Data science is one of the most popular career choices for technically inclined college graduates, and working in the data science industry requires strong coding skills. Data scientists use artificial intelligence, or machine learning, algorithms to detect patterns in large sets of data. Without these machine learning programs, the useful information contained in the data would be imperceptible to the human eye. Data scientists use statistics and probability theory to make claims about data sets with a specified degree of confidence.
Implementing a machine learning program is less demanding than creating a commercial software application, so data scientists don’t need to have the same software engineering skills that application developers must have. Machine learning algorithms can be quickly implemented using ready-made libraries in Java, C, Python, and other programming languages. Data scientists don’t need to be experts in programming artificial intelligence code because the machine learning logic is already implemented by developers who specialize in that type of programming. Data scientists specialize in using machine learning code to detect patterns in data, so they must thoroughly understand how the functions work and how to include them in a script or application, according to the Bureau of Labor Statistics
When the appropriate functions of a machine learning library have been added to a program, the data is fed to the functions from a file or folder on the hard drive. The machine learning algorithm analyzes the data for as many iterations as necessary to reach a conclusion with the level of confidence specified by the program. This type of program is referred to as a “black box” because the steps taken by the program to reach a conclusion are unknown. The machine “learns” how to arrive at the answer it’s looking for and returns the answer when it has enough confidence in its calculations. The data scientists executing the program may set the required level of confidence to 95 percent or another appropriate value.

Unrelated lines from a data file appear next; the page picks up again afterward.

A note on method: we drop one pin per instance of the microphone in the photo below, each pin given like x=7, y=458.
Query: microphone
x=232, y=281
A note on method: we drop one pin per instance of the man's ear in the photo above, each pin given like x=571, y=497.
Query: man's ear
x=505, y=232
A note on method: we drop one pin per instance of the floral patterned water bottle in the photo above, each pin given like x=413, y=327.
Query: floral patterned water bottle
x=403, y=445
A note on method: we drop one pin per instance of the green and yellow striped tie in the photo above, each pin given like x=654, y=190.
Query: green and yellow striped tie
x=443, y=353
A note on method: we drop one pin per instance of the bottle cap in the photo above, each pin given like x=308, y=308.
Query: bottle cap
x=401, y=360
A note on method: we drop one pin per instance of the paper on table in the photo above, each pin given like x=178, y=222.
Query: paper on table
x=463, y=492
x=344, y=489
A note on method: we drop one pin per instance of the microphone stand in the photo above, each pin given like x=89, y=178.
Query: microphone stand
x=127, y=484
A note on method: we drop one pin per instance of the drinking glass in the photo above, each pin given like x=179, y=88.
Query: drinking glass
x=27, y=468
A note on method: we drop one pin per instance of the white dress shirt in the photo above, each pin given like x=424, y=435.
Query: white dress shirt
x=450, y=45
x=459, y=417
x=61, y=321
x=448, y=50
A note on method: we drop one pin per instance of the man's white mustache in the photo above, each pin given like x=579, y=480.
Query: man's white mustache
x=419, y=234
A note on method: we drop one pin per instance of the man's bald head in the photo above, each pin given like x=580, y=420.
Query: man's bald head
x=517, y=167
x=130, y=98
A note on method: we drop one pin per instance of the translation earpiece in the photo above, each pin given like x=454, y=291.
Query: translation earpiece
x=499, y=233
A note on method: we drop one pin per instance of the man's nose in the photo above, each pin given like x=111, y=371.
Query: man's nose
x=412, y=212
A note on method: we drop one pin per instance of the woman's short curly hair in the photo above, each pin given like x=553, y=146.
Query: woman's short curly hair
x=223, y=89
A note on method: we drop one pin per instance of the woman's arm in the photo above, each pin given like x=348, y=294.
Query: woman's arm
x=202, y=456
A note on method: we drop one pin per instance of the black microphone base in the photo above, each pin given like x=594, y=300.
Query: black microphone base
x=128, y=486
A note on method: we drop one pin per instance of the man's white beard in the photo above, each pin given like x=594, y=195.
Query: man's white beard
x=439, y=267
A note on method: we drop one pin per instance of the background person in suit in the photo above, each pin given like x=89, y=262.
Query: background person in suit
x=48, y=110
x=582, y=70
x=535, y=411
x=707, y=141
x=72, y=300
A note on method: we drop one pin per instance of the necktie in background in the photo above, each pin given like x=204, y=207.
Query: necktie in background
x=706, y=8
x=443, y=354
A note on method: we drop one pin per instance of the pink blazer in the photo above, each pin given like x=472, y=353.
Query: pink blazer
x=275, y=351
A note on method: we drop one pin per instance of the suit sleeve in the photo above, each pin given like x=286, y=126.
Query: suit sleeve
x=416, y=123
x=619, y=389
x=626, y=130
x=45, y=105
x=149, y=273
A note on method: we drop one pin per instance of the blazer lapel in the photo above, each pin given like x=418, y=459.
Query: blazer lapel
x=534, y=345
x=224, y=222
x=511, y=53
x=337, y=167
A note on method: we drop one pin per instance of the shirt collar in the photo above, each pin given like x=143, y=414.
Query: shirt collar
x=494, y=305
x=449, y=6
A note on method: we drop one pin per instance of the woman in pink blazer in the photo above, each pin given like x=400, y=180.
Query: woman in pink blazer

Data Structures and Algorithms
A thorough understanding of data structures and algorithms is necessary to create efficient code that can analyze large sets of data. To the extent that a data scientist is a programmer, the job of a data scientist is to produce the most efficient and accurate code possible. Professional data scientists typically have computer science degrees, so they learn essential programming skills as well as the theory of data structures and algorithms during their undergraduate years. Data structures are patterns implemented in code to store data sets. The choice of data structure depends on the situation, and programmers choose the appropriate data structures and algorithms by analyzing the time complexity of the program. The most common data structure is an array.
Other choices include trees, lists, dictionaries, maps, heaps and hash tables. While it takes only one step to locate a value stored in a hash table, a search function must iterate over all data points stored in an array to find the correct value, in the worst case. Data values stored in a tree can be located in a length of time equal to the logarithm of the size of the tree.
Data science is a rapidly growing industry, and advances in technology will continue to increase demand for this specialized skill. While data science does involve coding, it does not require extensive knowledge of software engineering or advanced programming.